Compare $E(A)$ with $E(A^{\mathrm{cand}})$ .
- if energy increased, awesome: accept the candidate.
- if energy decreased, still accept the candidate with some probability proportional the energy difference and ideally with a knob we can control, like $P_{\mathrm{accept}} = \exp(-\Delta E / T)$ .
  - the bigger this $\Delta E$ , which goes in the unwanted direction, the smaller the acceptance probability.
  - $T \in (0, 1]$ lets us control how forgiving we want to be: $T = 1$ makes accepting more likely; $T \to 0$ makes accepting less likely. $T$ is called the temperature.
Go back to 2. and repeat many times.

In the end, we'll have a sequence that is a random sample from our probability distribution (slightly modified from before to include $T$ )
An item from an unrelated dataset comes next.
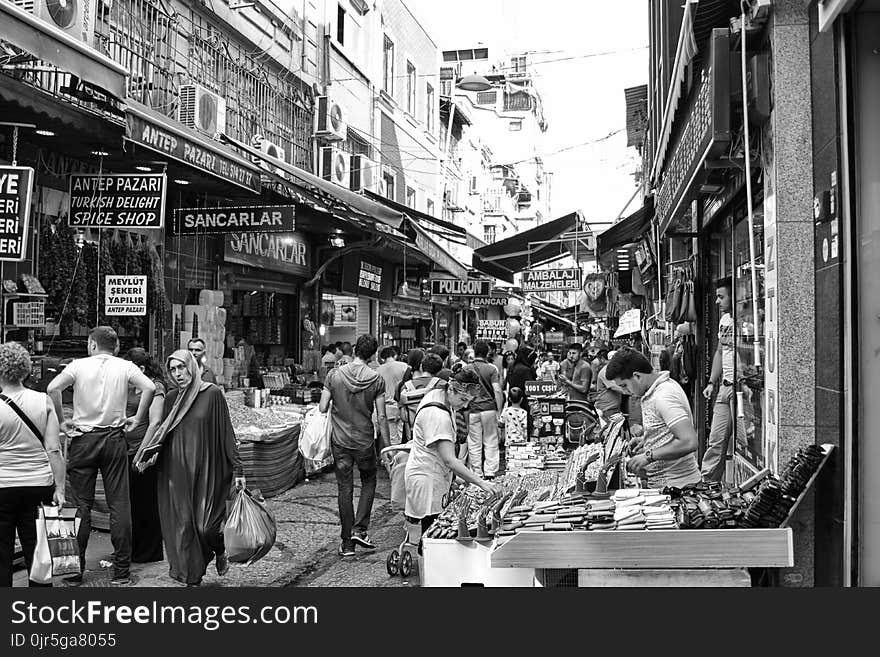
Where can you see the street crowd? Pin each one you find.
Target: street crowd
(163, 441)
P(A)=\frac{1}{Z} \exp(E(A)/T)

Why this works involves a lot of cool math that we won't have time to dive into now. This is the Metropolis–Hastings algorithm, belonging to a class of useful tools for approximating complex distributions called Markov chain Monte Carlo (MCMC).
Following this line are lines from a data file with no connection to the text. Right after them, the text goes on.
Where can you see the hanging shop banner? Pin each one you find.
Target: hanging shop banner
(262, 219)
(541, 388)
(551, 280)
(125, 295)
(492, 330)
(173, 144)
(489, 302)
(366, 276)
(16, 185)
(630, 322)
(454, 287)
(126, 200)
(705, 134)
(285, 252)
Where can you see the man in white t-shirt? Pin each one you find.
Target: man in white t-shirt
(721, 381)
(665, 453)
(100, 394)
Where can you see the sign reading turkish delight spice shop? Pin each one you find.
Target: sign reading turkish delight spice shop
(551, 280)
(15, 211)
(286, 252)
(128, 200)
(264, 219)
In this paper, researchers did exactly this to with the goal of improving a protein called chorismate mutase (CM) 4. They used MCMC to draw many sequences from the DCA distribution and synthesized and tested them experimentally.

When they set $T = 0.33$ (second row in the figure below), they created sequences with:

higher energy than natural sequences (the energy they use is the negative of our $E(A)$ , i.e. the smaller the better)
enhanced activity compared to natural CM when expressed in E. coli (!)
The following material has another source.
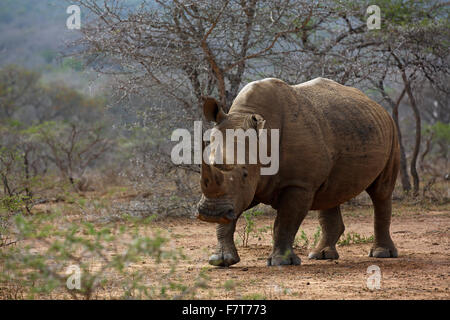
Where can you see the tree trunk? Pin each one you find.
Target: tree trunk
(413, 167)
(404, 176)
EcCM is a natural CM whose high activity is used as a benchmark and goalpost. Statistical energies on the left are negatives of ours, i.e. the smaller the better. norm. r.e. on the right stands for normalized relative enrichment; absent more experimental details, we can interpret them as: more density around norm r.e. = 1 means higher CM activity. At T = 0.33 (second row), we saw improvements in both statistical energy (left) and experimental CM activity (right) over natural proteins. The profile model on the bottom row contains only the independent h terms and no pairwise J terms, with expected poor performance. Figure from [4].

Taken together, our simple DCA model gave us the superpowers to improve on the best that nature had to offer! Our energy function enables us to not only check a given sequence for its fitness, but also generate new sequences with high fitness.

Summary + what's next

We talked about the direct coupling analysis model (DCA) with some of its cool applications. I hope by now you would join me in the fascination and appreciation of MSAs.

There are limitations: for example, DCA doesn't work well on rare sequences for which we lack the data to construct a big MSA. There are single-sequence methods like UniRep 9 and ESM 10 that address this problem (and come with their own tradeoffs). I will dive into them in a future post.

Recently, a deep learning mechanism called attention 5, the technology underlying magical large language models like GPT, has taken the world by storm. As it turns out, protein sequences are much like natural language sequences on which attention prevails: a variant of attention called axial attention 6 works really well on MSAs 7 8, giving rise to models with even better performance. I also hope to do a deep dive on this soon!